Additional information
- ‹See RfD›

Chinese name
- Traditional Chinese: 大頭洲
- Simplified Chinese: 大头洲
- Literal meaning: Big Head Island

Standard Mandarin
- Hanyu Pinyin: Dàtóu zhōu

Yue: Cantonese
- Yale Romanization: daaih tàuh jāu
- Jyutping: daai6 tau4 zau1

= Tai Tau Chau (Sai Kung District) =

Island in Sai Kung District, Hong Kong

Tai Tau Chau also known for its less popular name Urn Island, is an island in the water body Sham Tuk Mun (深篤門), Sai Kung District, Hong Kong. Inner Port Shelter and Rocky Harbour are near the island.

==History==
The name Urn Island was mentioned in Asiatic Pilot by the U.S. Hydrographic Office in 1910. The book described that vessels can enter Rocky Harbour from Port Shelter by passing through water passage near islets Urn Island (Tai Tau Chau) and Yim Tin Tsai. The book recommends to use sea chart as a guide, as the channel is narrow.

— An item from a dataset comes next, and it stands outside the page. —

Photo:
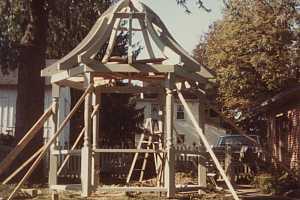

Since the 1980s, some part of the island became an approval burial site for fishermen.

==Biodiversity==
62 species of vascular plant were discovered on the island.
==Economy==
Several floating fish farms were located in the waters next to the island, known as Tai Tau Chau Fish Culture Zone. In 1982, councillors of the Sai Kung District Board, had requested to expand the area of the Fish Culture Zone, in order to accommodate fishermen from nearby Lap Sap Chau. In 1989, a refugee camp for Vietnamese was proposed to establish on High Island, a former island that near to the Fish Culture Zone. Councillors and fishermen worried that sea water of the Fish Culture Zone would be polluted by the increasing human population.

In the past, the fish rafts were used for commercial fish farming. Brown-dotted grouper and red grouper were the dominant species to culture in the Tai Tau Chau Fish Culture Zone.

However, in recent years some of them were converted to use by the tourists for recreational fishing. Red tides were also observed, affecting the Fish Culture Zone.

In 2019, a teen tourist was drowned in a fish farm of the island.

== Permitted Burial Ground ==
The island hosts Permitted Burial Grounds (PBGs), land used for graves. In 2021, the government took action against illegal burials on the island.